This presentation by Dr. Minjie Zhu describes parallel computing with OpenSeesPy very well: https://youtu.be/vjGm2kM5Ihc
kangsungku
Posts: 4
Joined: Thu Jul 30, 2020 11:43 am

Re: Question on the best practice to run multiple OpenSeesPy sessions in parallel

Post by kangsungku »

I appreciate your response.

I reviewed the examples on the video, and the examples seem to be utilizing MPI to 1) run multiple analysis for the same model (i.e., the analysis performed on the same nodes/elements but with different sets of material properties, such that each MPI worker analyzes with each set of properties), or 2) analyze a single model with multiple MPI workers (i.e., partition a model into several pieces, such that each worker analyzes each peace of the model).

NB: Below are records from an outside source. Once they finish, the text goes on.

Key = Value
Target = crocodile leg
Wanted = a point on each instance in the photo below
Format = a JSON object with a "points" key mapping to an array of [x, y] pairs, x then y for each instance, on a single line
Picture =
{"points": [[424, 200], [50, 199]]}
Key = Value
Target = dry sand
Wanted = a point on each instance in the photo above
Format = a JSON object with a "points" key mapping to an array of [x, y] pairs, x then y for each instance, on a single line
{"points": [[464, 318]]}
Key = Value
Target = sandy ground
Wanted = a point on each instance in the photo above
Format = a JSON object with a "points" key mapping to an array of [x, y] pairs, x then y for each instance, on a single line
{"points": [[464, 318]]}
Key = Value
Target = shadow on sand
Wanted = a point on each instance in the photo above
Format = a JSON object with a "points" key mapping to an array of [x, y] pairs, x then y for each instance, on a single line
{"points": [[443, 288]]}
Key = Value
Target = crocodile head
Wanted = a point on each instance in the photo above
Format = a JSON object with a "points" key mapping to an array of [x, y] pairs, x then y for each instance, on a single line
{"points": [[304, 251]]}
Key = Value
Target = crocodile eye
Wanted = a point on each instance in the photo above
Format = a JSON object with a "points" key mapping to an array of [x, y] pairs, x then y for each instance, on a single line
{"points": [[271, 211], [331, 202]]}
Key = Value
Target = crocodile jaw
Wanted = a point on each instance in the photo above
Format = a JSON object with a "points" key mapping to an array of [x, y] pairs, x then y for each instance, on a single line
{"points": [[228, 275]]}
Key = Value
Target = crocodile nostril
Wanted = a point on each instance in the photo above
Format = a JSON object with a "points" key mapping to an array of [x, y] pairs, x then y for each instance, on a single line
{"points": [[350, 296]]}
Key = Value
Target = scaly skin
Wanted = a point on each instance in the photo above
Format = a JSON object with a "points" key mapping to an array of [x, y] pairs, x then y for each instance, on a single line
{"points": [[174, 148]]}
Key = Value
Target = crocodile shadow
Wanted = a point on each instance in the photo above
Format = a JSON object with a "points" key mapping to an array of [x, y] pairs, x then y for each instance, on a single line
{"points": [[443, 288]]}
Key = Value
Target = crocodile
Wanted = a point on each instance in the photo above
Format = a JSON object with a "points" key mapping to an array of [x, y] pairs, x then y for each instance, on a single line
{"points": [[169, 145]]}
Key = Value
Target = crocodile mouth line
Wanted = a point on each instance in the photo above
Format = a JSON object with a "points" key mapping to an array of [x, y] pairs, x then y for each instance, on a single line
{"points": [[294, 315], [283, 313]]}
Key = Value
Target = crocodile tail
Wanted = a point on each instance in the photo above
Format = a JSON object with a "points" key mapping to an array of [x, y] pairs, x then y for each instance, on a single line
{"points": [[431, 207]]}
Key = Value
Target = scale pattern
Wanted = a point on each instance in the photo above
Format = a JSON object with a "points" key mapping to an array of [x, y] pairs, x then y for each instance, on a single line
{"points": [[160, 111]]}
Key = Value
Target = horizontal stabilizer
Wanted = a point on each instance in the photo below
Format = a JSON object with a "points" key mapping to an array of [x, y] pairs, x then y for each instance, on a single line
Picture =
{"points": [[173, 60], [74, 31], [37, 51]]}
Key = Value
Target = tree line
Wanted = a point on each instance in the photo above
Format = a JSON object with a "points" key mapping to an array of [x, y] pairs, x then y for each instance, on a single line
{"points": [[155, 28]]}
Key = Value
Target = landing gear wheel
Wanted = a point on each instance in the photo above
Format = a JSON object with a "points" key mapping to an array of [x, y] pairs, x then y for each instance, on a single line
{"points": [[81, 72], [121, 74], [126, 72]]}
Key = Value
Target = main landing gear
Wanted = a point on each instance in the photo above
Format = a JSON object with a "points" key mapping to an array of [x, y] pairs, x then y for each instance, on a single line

However, what I would like to do is to analyze different models (i.e., different sets of nodes/elements) in parallel, so each MPI worker should have its own set of nodes/elements. The issue is that different MPI worker seems to share the nodes/elements, which leads to the error like "node with tag xx already exists in model" (e.g., a node created by worker 1 seems to be visible to other workers).

I believe technically it is able to create separate interpreters for each MPI worker, so would like to know how to do it. Any comments or suggestions will be appreciated!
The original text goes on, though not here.